F1 tyre supplier Pirelli has outlined that a two-stop strategy is the likely route to victory in the Austrian Grand Prix – but that is not set in stone.
Following a stunning qualifying lap, Lando Norris will start the 70-lap race at the Red Bull Ring from pole position, but it is not his McLaren team-mate and championship leader Oscar Piastri alongside him on the front row of the grid.
Instead, it is Ferrari’s Charles Leclerc, with Piastri having to settle for third. The Australian is joined on the second row by Lewis Hamilton in his Ferrari. It is the seven-time F1 champion’s highest grid position this year since his switch to the Scuderia.
For the race, which is set to start in a temperature of 30 degrees Celsius and a track temperature pushing 50, meaning high tyre wear, it appears as if the two-stop plan will be the dominant strategy.

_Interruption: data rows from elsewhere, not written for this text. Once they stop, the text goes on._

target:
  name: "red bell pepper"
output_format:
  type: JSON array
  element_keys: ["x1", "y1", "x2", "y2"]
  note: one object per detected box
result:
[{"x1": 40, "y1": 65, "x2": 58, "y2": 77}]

Pirelli has indicated that for all four of its favoured scenarios, starting on the medium compound is the way to go. From that point on, however, the teams have numerous options.
The most likely route is a switch to the hard rubber before a final stint on the medium; alternatively, drivers could be handed another set of mediums and then finish with the hard. There is even the possibility of going long on the hards in the middle stint before a late burst on the softs.
Haas is the only team to have saved two new sets of hards, which it may favour, as suggested by Oliver Bearman after qualifying on Saturday.
There is the option for a one-stop, which would need the mediums to last through to a likely maximum of 32 laps before moving on to the hard tyre. Pirelli head of F1 Mario Isola has even gone so far as to suggest a three-stop strategy may be deployed.
Assessing the options, Isola said: “The quickest strategy on paper is still with a two-stop, which is medium, hard, medium again, or medium, medium, hard, as they want.
“We have only one team with two sets of hard, which is Haas, and then we have Aston Martin, Racing Bulls and Alpine, who decided to use a medium [on Saturday in practice], and so they have only one set of hard and one set of medium.
“For then, you cannot exclude that they will try a one-stop strategy, starting on the medium and moving to the hard, or the opposite. But a one-stop, looking at our simulations, is seven seconds slower than a two-stop.
“Three-stop is not far. It’s slightly slower and could be an option if the level of degradation increases quite a lot, but without a safety car, I don’t see it in the planning for the teams.”